Alguna de esas esperanzas se han frustrado por el momento, pese a que la Casa Blanca [esté ocupada] por un presidente republicano [que se proclama] "conservador". Sin embargo, esa situación entonces halagüeña no cegó los ojos del doctor Boaz a la posibilidad de que la marea liberal volviera a retroceder: en todo el libro subyace el pensamiento de que toda victoria de la libertad es siempre provisional y de que es permanente la necesidad de reafirmar y aclarar los principios liberales.
(...) Boaz detalla los principios clave del liberalismo, que el lector debe tener bien presentes.
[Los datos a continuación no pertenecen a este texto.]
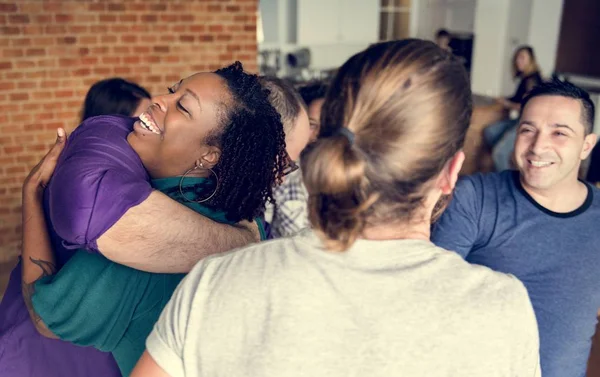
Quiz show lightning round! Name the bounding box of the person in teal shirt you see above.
[32,177,266,376]
[22,63,293,376]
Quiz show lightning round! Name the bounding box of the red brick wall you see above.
[0,0,258,263]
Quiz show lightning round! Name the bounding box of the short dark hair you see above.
[259,76,306,132]
[435,29,450,38]
[521,78,596,135]
[298,81,327,106]
[81,77,151,122]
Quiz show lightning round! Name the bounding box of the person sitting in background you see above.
[261,76,312,238]
[432,80,600,377]
[81,77,152,118]
[15,63,292,376]
[435,29,452,52]
[298,81,327,143]
[132,39,539,377]
[483,46,543,171]
[0,78,150,377]
[271,82,327,238]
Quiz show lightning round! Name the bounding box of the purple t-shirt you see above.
[0,116,152,377]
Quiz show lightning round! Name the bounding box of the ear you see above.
[196,146,221,169]
[579,134,598,160]
[437,150,465,195]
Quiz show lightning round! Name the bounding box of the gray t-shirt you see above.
[146,231,540,377]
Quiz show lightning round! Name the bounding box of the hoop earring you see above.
[179,163,219,203]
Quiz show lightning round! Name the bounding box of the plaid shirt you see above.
[271,169,309,238]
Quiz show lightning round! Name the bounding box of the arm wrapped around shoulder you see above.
[45,116,152,251]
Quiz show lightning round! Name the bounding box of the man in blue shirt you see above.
[432,80,600,377]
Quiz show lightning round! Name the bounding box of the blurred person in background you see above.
[435,29,452,52]
[483,46,543,171]
[270,81,327,238]
[132,39,539,377]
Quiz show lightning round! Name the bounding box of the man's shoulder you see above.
[454,170,517,197]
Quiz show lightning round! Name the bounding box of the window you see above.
[379,0,411,41]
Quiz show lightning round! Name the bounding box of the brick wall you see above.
[0,0,258,263]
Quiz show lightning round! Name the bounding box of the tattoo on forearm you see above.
[22,257,56,324]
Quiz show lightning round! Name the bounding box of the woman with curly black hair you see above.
[13,62,290,375]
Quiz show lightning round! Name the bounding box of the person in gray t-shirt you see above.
[132,39,540,377]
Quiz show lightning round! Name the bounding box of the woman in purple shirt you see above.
[0,63,287,376]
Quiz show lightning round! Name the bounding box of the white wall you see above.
[529,0,563,77]
[500,0,533,96]
[471,0,564,96]
[411,0,477,39]
[471,0,510,96]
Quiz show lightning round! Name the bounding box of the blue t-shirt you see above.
[432,171,600,377]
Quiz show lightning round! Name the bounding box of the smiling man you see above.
[432,81,600,377]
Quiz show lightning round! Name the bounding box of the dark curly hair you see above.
[190,62,287,222]
[298,81,327,106]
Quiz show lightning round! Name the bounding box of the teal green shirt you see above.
[32,178,266,376]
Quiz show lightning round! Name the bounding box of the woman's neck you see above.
[521,64,536,77]
[361,221,431,241]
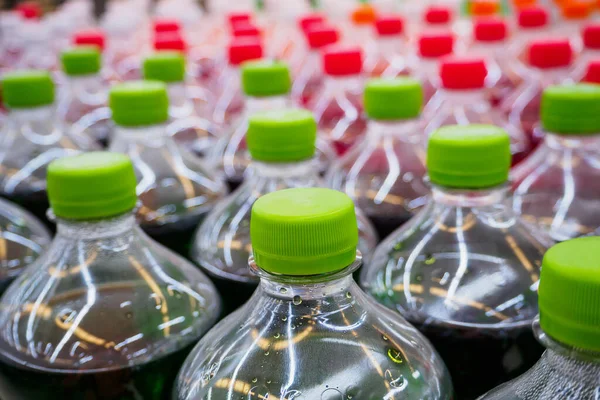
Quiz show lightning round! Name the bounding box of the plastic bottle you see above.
[192,109,377,311]
[175,188,452,400]
[292,24,339,106]
[500,39,573,147]
[211,38,263,128]
[0,199,50,294]
[480,237,600,400]
[110,81,227,254]
[57,46,114,147]
[308,47,366,155]
[327,78,430,238]
[360,125,551,398]
[0,71,93,219]
[143,51,221,156]
[571,23,600,82]
[423,57,532,165]
[0,152,220,400]
[410,33,454,105]
[469,18,522,107]
[512,84,600,241]
[364,15,408,78]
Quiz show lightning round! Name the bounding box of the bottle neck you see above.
[56,212,136,241]
[69,74,108,106]
[533,317,600,386]
[249,252,362,302]
[246,95,289,115]
[431,185,509,207]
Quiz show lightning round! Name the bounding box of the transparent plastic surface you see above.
[174,260,452,400]
[110,125,227,235]
[167,83,221,157]
[480,321,600,400]
[512,133,600,241]
[361,187,551,398]
[327,120,430,238]
[0,213,220,400]
[192,160,377,283]
[0,107,95,208]
[57,75,115,147]
[500,68,569,147]
[208,96,335,187]
[423,90,539,165]
[0,198,50,293]
[308,77,367,155]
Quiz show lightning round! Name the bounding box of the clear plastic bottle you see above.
[0,71,93,219]
[174,188,452,400]
[308,47,367,155]
[192,109,377,311]
[480,237,600,400]
[292,23,339,106]
[409,33,454,105]
[423,57,532,165]
[0,198,50,294]
[364,15,408,78]
[0,152,220,400]
[143,51,221,157]
[326,78,430,238]
[468,18,522,107]
[211,38,263,128]
[360,125,552,398]
[512,84,600,241]
[56,46,114,147]
[571,23,600,82]
[500,39,573,147]
[110,81,227,254]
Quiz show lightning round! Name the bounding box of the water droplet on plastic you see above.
[388,347,404,364]
[321,388,344,400]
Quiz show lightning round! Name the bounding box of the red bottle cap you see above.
[298,14,325,33]
[152,18,181,33]
[529,39,573,69]
[419,33,454,58]
[583,24,600,50]
[227,37,263,65]
[583,60,600,84]
[153,32,187,52]
[473,18,508,42]
[440,57,487,90]
[323,47,363,76]
[227,12,252,26]
[73,29,106,51]
[232,21,262,37]
[15,1,42,19]
[375,15,404,36]
[306,25,340,49]
[517,7,549,28]
[423,6,452,25]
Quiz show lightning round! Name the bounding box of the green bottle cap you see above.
[250,188,358,275]
[242,61,292,97]
[540,84,600,135]
[61,46,102,76]
[365,78,423,121]
[539,236,600,352]
[427,125,511,189]
[2,71,54,108]
[144,51,185,83]
[109,81,169,127]
[47,151,137,220]
[246,109,317,162]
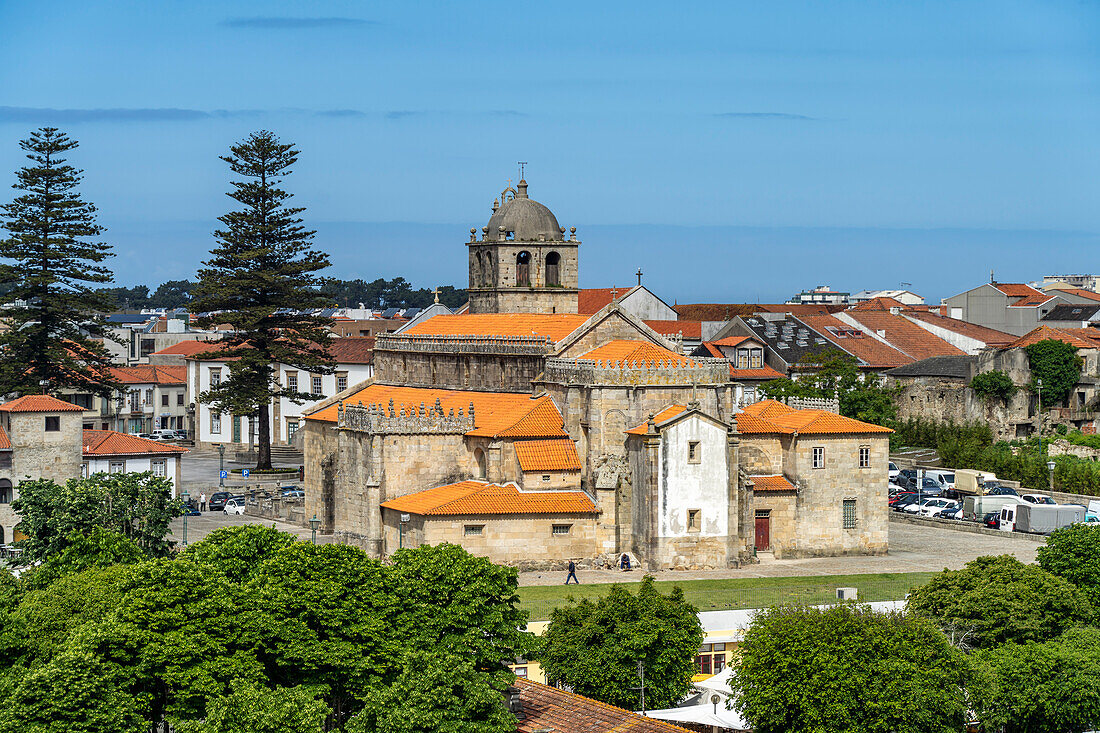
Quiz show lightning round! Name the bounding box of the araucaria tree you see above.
[0,128,113,395]
[190,130,332,469]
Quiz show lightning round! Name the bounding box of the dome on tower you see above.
[485,179,565,242]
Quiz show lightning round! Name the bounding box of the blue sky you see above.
[0,0,1100,303]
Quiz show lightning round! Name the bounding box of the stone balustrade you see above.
[542,357,729,385]
[337,400,474,435]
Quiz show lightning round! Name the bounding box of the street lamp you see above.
[179,491,191,547]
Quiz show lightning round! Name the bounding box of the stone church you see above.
[303,180,890,568]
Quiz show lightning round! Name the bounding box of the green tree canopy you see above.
[909,555,1093,648]
[730,604,966,733]
[1024,339,1081,406]
[0,128,116,395]
[537,576,703,710]
[191,130,332,469]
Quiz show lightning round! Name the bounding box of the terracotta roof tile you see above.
[580,339,695,365]
[513,438,581,472]
[405,313,589,341]
[382,481,596,516]
[514,677,685,733]
[645,320,703,339]
[306,384,568,438]
[749,475,795,491]
[0,394,84,413]
[84,430,187,456]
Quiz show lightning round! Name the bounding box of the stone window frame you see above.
[810,446,825,469]
[840,496,858,529]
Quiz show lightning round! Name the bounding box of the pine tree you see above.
[190,130,332,469]
[0,128,114,395]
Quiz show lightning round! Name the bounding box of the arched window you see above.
[516,250,531,287]
[547,252,561,285]
[474,448,488,479]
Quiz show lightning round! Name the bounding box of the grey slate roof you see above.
[887,354,978,380]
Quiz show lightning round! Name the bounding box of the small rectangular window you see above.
[844,499,856,529]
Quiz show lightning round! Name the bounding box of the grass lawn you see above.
[519,572,936,621]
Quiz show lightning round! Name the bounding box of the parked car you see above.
[207,491,232,512]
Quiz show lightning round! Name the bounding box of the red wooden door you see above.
[756,515,771,550]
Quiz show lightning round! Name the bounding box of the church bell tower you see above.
[468,178,581,314]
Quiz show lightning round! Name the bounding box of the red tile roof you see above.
[0,394,84,413]
[847,310,965,361]
[84,430,187,456]
[514,677,685,733]
[645,320,703,339]
[382,481,596,516]
[306,384,568,438]
[513,438,581,472]
[111,364,187,384]
[580,339,695,365]
[749,475,795,491]
[404,313,589,341]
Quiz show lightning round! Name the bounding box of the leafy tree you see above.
[537,576,703,709]
[345,649,516,733]
[730,604,966,733]
[1037,524,1100,609]
[176,680,328,733]
[970,369,1018,400]
[191,130,332,469]
[0,128,116,395]
[970,627,1100,733]
[1024,339,1081,406]
[12,471,182,560]
[909,555,1093,648]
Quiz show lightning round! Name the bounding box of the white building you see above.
[185,336,374,450]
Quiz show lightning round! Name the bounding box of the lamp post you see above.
[179,491,191,547]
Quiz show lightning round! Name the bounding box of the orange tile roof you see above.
[749,475,795,491]
[306,384,568,438]
[84,430,187,456]
[580,339,695,365]
[576,285,637,316]
[513,677,686,733]
[847,310,965,361]
[404,313,589,341]
[625,405,688,435]
[0,394,84,413]
[645,320,703,339]
[1004,326,1100,349]
[904,310,1016,346]
[799,316,916,369]
[513,438,581,471]
[111,364,187,384]
[382,481,596,516]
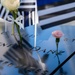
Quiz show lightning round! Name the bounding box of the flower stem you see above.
[11,11,22,46]
[56,38,60,65]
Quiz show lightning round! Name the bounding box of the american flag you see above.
[0,4,9,20]
[19,0,38,27]
[38,2,75,29]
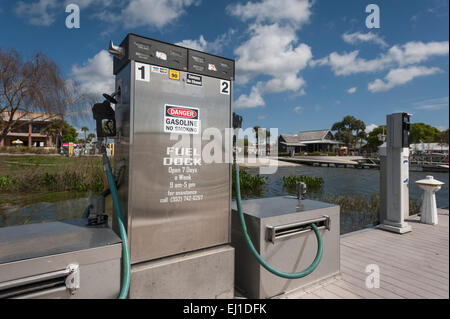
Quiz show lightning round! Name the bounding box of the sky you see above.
[0,0,449,138]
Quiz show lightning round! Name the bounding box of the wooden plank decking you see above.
[285,210,449,299]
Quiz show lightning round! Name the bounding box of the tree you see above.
[409,123,442,144]
[41,119,67,145]
[81,126,89,141]
[253,125,261,157]
[331,115,366,148]
[0,49,84,144]
[63,122,78,143]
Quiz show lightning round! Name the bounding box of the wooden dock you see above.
[284,209,449,299]
[278,156,379,168]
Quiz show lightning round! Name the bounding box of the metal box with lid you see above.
[231,196,340,298]
[114,34,234,297]
[0,220,122,299]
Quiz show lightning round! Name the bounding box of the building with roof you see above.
[0,112,61,147]
[278,130,344,153]
[409,143,448,154]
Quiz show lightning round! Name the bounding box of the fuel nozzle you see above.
[92,89,120,141]
[87,195,108,227]
[233,112,242,161]
[295,182,306,203]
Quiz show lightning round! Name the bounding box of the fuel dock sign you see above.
[164,104,200,134]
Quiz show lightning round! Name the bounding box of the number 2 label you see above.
[220,80,230,95]
[136,62,150,82]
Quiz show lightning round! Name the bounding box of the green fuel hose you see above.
[234,161,323,279]
[103,153,130,299]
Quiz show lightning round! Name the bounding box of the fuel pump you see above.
[88,90,130,299]
[380,113,412,234]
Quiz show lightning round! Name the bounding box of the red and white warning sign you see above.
[164,104,200,134]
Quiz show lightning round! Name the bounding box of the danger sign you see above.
[164,104,200,134]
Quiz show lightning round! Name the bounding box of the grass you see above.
[0,156,105,193]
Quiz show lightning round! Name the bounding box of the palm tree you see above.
[41,119,67,145]
[87,133,95,142]
[81,126,89,141]
[253,125,261,157]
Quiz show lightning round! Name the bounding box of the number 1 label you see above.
[135,62,150,82]
[220,80,230,95]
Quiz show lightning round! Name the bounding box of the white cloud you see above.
[14,0,59,26]
[227,0,314,107]
[175,29,235,54]
[234,24,312,81]
[227,0,312,28]
[72,50,114,97]
[234,86,266,109]
[347,86,357,94]
[117,0,200,28]
[175,35,208,51]
[366,124,378,134]
[234,24,312,105]
[310,41,449,76]
[368,66,441,93]
[414,96,449,111]
[342,32,388,47]
[294,106,303,114]
[388,41,449,66]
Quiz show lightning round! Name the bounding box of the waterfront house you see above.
[0,112,62,147]
[278,130,344,153]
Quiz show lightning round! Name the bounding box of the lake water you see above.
[247,166,449,208]
[0,166,449,230]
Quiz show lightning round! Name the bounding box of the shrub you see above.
[232,167,267,197]
[0,146,58,154]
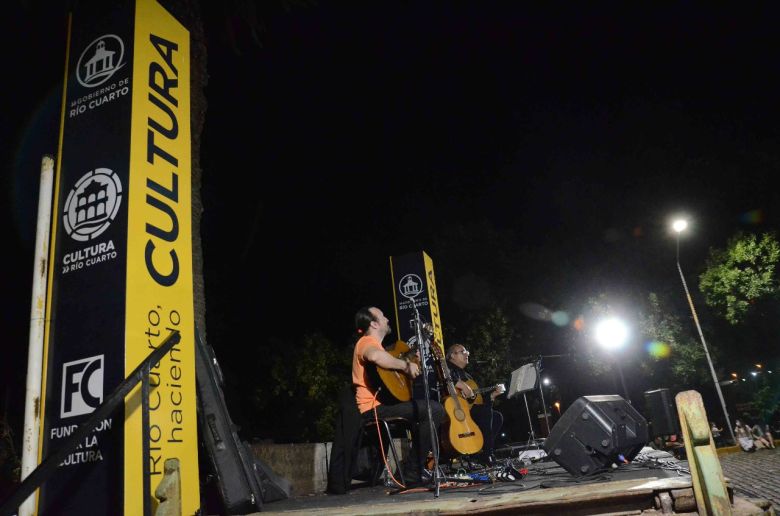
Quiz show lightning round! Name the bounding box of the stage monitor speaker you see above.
[645,389,680,438]
[506,362,537,398]
[544,395,648,477]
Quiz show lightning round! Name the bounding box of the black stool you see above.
[358,416,412,486]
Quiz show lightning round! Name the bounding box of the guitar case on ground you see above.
[195,331,290,514]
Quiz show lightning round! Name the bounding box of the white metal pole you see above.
[677,232,737,445]
[19,156,54,516]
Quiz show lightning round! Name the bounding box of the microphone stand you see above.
[534,355,550,437]
[411,298,441,498]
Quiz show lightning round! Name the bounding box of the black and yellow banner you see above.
[37,0,200,515]
[390,251,444,351]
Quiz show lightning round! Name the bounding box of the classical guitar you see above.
[431,342,484,455]
[463,379,505,405]
[373,340,419,403]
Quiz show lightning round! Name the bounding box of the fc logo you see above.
[60,355,103,419]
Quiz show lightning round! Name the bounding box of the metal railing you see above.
[0,330,181,516]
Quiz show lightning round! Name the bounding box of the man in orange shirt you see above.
[352,306,444,483]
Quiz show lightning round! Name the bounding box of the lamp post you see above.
[596,318,631,403]
[672,219,737,444]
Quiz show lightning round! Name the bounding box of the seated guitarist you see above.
[445,344,504,463]
[352,307,444,483]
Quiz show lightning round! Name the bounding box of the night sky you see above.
[1,2,780,440]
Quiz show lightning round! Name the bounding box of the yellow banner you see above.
[124,0,200,514]
[423,251,444,355]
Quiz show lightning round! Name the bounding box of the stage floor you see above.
[250,448,746,515]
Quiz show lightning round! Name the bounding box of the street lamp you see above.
[596,317,631,403]
[672,219,744,444]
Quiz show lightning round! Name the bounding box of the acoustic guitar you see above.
[369,340,420,404]
[431,342,485,455]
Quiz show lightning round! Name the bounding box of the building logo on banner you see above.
[60,355,103,419]
[68,34,130,118]
[76,34,125,88]
[398,274,424,300]
[62,168,122,242]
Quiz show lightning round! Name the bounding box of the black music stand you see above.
[506,362,539,443]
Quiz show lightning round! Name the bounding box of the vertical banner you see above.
[37,0,200,515]
[124,0,200,514]
[390,251,444,352]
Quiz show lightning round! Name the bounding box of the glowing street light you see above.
[672,219,745,444]
[596,317,631,403]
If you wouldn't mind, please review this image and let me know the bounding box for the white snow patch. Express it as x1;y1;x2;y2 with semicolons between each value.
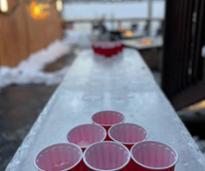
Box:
0;40;71;88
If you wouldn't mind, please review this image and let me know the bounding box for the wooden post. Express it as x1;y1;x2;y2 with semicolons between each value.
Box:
147;0;153;36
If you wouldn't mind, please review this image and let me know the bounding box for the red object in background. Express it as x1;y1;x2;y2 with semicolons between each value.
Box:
108;123;147;149
83;141;130;171
67;124;107;150
92;111;124;131
35;143;85;171
92;41;124;58
129;141;178;171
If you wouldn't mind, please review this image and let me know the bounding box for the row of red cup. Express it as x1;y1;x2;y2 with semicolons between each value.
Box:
92;42;124;58
35;111;178;171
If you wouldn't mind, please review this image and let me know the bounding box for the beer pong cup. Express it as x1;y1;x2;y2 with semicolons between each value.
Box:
131;141;178;171
34;143;85;171
92;111;124;131
83;141;130;171
67;124;107;150
108;123;147;149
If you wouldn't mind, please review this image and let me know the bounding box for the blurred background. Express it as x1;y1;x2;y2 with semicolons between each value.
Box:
0;0;205;170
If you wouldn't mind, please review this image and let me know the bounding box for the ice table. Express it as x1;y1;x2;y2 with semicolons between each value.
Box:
7;49;205;171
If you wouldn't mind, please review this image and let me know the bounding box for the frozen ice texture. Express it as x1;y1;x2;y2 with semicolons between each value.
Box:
7;49;205;171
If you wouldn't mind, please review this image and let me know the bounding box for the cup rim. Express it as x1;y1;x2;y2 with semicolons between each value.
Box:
130;141;179;170
34;143;83;171
83;141;131;171
108;122;148;145
92;110;125;127
66;123;107;149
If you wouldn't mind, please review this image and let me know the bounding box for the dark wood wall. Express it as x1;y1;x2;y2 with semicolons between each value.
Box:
162;0;205;109
0;0;62;66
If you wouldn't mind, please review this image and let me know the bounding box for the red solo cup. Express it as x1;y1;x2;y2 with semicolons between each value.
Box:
34;143;85;171
92;111;124;131
83;141;130;171
67;124;107;150
131;141;178;171
108;123;147;149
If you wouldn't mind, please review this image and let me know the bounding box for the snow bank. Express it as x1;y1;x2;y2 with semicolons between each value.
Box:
0;40;71;88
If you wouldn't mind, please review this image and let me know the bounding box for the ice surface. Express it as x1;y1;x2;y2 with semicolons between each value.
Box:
7;49;205;171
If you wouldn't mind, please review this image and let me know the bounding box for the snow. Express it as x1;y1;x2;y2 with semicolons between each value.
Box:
0;40;71;88
63;0;165;20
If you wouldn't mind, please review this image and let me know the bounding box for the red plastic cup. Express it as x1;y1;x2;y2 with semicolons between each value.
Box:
67;124;107;150
92;111;124;131
34;143;85;171
83;141;130;171
131;141;178;171
108;123;147;149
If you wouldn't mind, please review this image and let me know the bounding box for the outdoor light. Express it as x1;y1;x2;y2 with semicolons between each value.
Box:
0;0;9;13
0;0;18;14
29;0;50;20
56;0;63;12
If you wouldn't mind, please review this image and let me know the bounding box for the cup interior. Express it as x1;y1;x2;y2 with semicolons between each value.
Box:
131;141;178;169
108;123;147;144
84;142;130;171
92;111;124;126
35;144;82;171
67;124;106;148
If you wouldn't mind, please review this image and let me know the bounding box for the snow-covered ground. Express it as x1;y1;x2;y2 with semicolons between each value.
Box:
0;40;71;88
63;0;165;35
63;0;165;20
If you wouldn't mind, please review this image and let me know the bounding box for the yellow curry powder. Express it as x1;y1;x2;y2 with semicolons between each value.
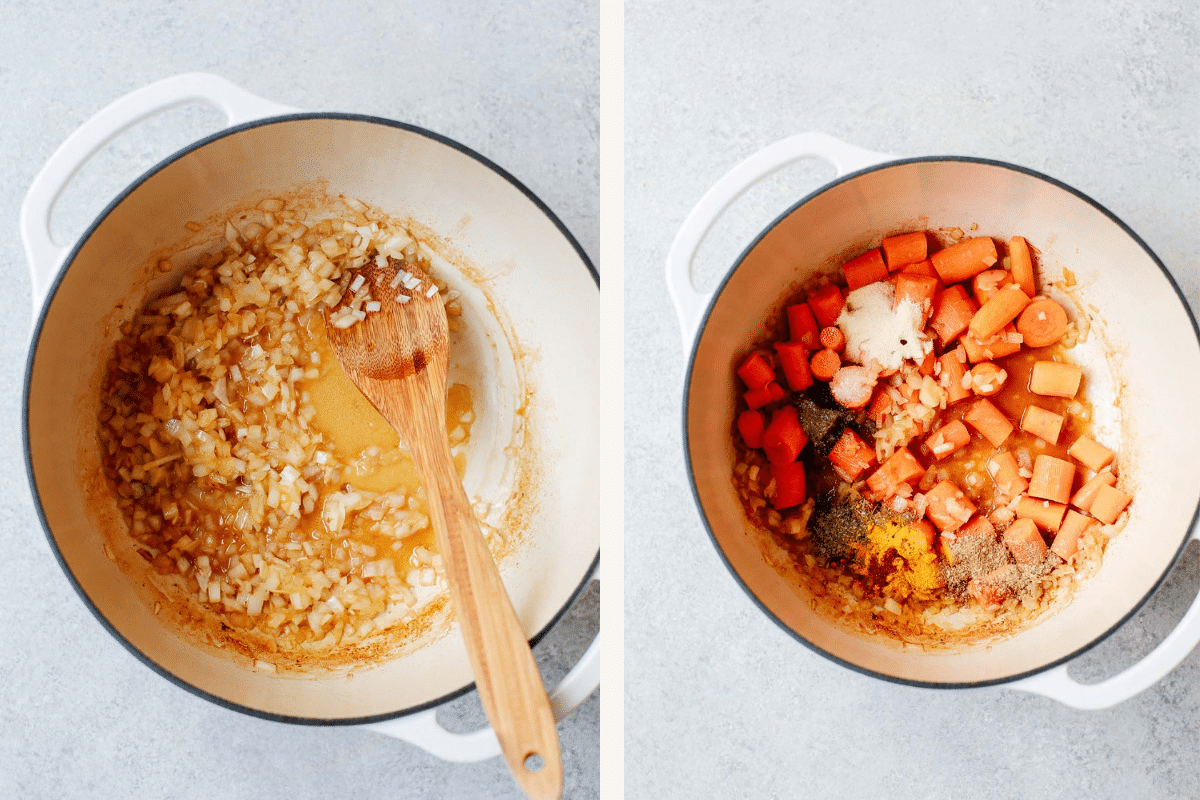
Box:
856;521;943;600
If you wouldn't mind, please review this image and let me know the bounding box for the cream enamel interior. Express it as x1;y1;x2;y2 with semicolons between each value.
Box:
28;116;600;721
685;160;1200;685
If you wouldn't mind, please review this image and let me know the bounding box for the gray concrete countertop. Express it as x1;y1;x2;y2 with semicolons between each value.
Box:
0;0;600;798
624;0;1200;799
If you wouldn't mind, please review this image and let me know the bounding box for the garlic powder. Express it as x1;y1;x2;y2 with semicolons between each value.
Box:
836;281;934;371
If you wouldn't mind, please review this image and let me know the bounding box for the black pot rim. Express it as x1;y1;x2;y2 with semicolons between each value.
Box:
20;112;609;727
682;156;1200;688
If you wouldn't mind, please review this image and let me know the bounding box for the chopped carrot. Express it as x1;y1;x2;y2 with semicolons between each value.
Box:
1002;520;1046;564
1016;494;1067;531
880;230;929;272
829;428;877;483
1070;470;1117;512
986;450;1030;498
809;283;846;327
809;348;841;383
900;258;937;278
925;420;971;461
892;272;942;319
1067;437;1116;473
929;236;1000;284
829;366;876;408
1016;295;1067;348
971;361;1008;397
738;353;775;389
1030;455;1075;503
1021;405;1063;445
967;283;1030;341
960;323;1021;363
787;302;821;350
821;325;846;353
1050;509;1099;563
770;461;806;510
841;247;888;291
744;381;780;409
937;348;971;405
925;481;976;534
866;447;925;500
1088;486;1133;525
1008;236;1038;297
971;270;1013;306
929;285;979;348
738;411;766;450
775;342;812;392
762;405;809;465
866;389;893;425
1021;362;1084;397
Individualismo. El liberal toma al individuo como realidad fundamental de la vida en sociedad. Todo en la vida social ha de ser reducible a las acciones y planes de los individuos y a sus consecuencias inesperadas.
Derechos individuales. Consisten en los derechos humanos en sentido estricto, que idealmente se definen como el derecho de propiedad sobre la propia persona y sobre los bienes y recursos con los que ella cuenta. Su ejercicio excluye la violencia, la coacción y el engaño.
Dignidad del trabajo. Las personas se dignifican aplicando su ingenio, su inventiva, su esfuerzo, su ahorro e inversión a mejorar su condición y la de su familia. El Estado no debe favorecer la búsqueda de rentas públicas, discriminar con sus impuestos a los más afortunados ni fomentar la corrupción del Estado de Bienestar.
Orden espontáneo. Las sociedades humanas se armonizan en el marco de la ley, sin que nadie las organice centralmente. Ello ocurre como si las guiara una mano escondida, movida por los acuerdos de intercambio voluntario de bienes y servicios que toman los individuos. Esos acuerdos son en mutuo beneficio precisamente porque los intereses de unos y otros no coinciden.
Soberanía de la ley. No basta con proclamar el "Estado de Derecho", en el que la legislación acordada por mayoría y promulgada formalmente puede imponer lo que quieran quienes detenten el poder político. La soberanía de la ley es algo más. Es la obediencia a una Constitución acordada unánimemente, que protege la vida, la persona y las propiedades de los individuos y permite acuerdos comunales cuando los ciudadanos los consideren en beneficio de todos.
Igualdad ante la ley. La ley no puede hacer distingos por motivos de sexo, religión, raza o jerarquía. No son aceptables la discriminación positiva ni la igualación artificial de oportunidades –que son cosa distinta de la carrera abierta para todos los talentos.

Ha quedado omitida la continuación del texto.